Windows 2000 Puts Apps Side-by-Side
It's been a long time coming, but Microsoft Corp. may have the cure to relieve the painful irritation of Dynamic Link Library (DLL) conflicts. The company doesn’t say the solution, known as side-by-side DLLs, is the panacea that developers may have been looking for, but it does claim the solution could resolve up to 80 percent of the conflicts.
These conflicts, or DLL Hell, occur when two applications collide, with each requiring a different version of the same resource. When an application is installed, it locates an existing DLL file it needs and overwrites it with a newer version the application comes with. A problem occurs when there is another application on the system that used the older DLL file. Now it will not operate properly because it cannot utilize the newer DLL.
At Microsoft's TechEd conference in Dallas this May, Peter Wilson, program manager with the Windows consumer division, detailed Side-by-Side DLLs. As Wilson explained, applications are intuitively designed to use the latest version of a DLL file. Using side-by-side DLLs, applications can specify the version of a DLL it has an affinity for, and not automatically use the latest one.
The first infrastructure to take advantage of Microsoft's ability to store DLLs side by side is the second edition of Windows 98. Windows 2000 will also have this feature when it's released later this year. "We want to get to the situation where installing apps from Microsoft or installing apps from third parties doesn't break the system," Wilson says.
Microsoft had to engineer a stronger operating system to allow side-by-side DLLs. To do this, the Windows 2000 team instilled better system file protection. "The goal is to maintain the integrity of Windows, such that Windows behaves like a Nintendo cartridge. You put [applications] on the shelf next to each other and they don't mess with each other," explains Wilson. When an installer comes along and tries to remove a system file, Windows will kick in and replace that file with the right version if the system administrator has signed that DLL as one that cannot be written over.
The team also added DLL Redirection to give developers a way to force loads of components to come from the application directory versus some file or system directory. This gets around the problem of absolute paths having to be hard coded into applications.
So is this the end of DLL Hell? "Let's just say we're moving to DLL Purgatory," says Rob Enderle, senior analyst with Giga Information Group (www.gigaweb.com). "[Side-by-side DLLs] addresses one of the major problems associated with breakage."

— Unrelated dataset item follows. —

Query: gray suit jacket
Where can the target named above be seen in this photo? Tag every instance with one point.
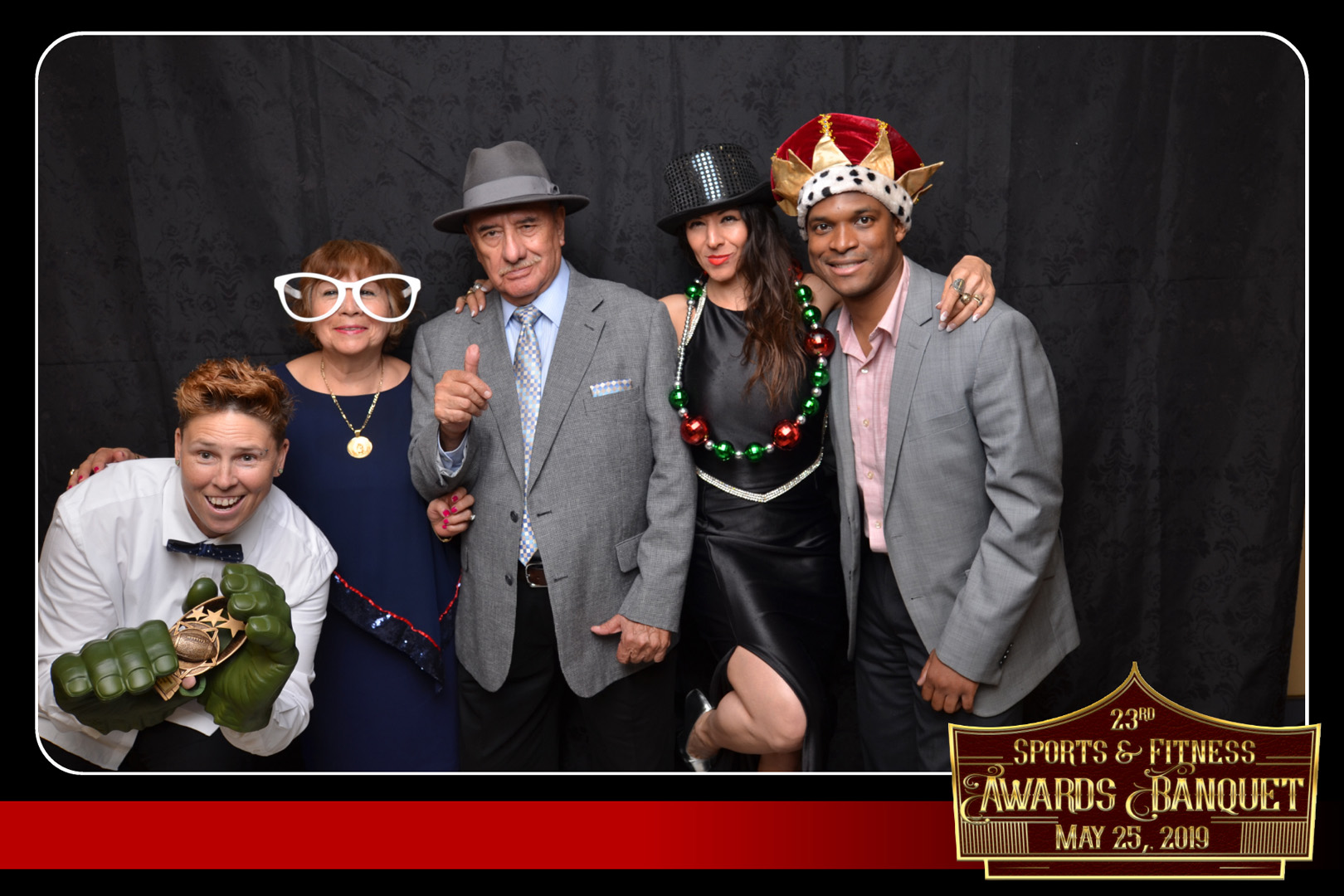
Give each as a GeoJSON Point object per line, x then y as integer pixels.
{"type": "Point", "coordinates": [611, 494]}
{"type": "Point", "coordinates": [972, 496]}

But first, developers have to start taking advantage of the technology. To foster its adoption, Microsoft is making side-by-side DLL support a requirement for applications to pass the new Application Specification for Windows 2000, a set of guidelines that developers are instructed to follow for designing applications on the new platform. In return, the applications can carry the Windows 2000 logo.
"The bottom line is to provide a much better level of certification," says Enderle. "If you get anything that's branded Windows 2000 compatible, hope that it's rigorous enough not to break the system." Enderle explains the new specification provides guidance but there needs to be a more robust testing technology makes sure these applications play nice with their sister, brother, and in some case mother applications.
Another problem with the side-by-side solution that Microsoft's Wilson pointed out is that as more DLLs come from different applications from different developers, it soon would become difficult to keep track of what DLL came from where. This is important when a DLL needs tech support. Giga's Enderle explains that other than actually keeping a written journal of DLLs, the only way to tell is to access the file properties and hope that the vendor's name appears.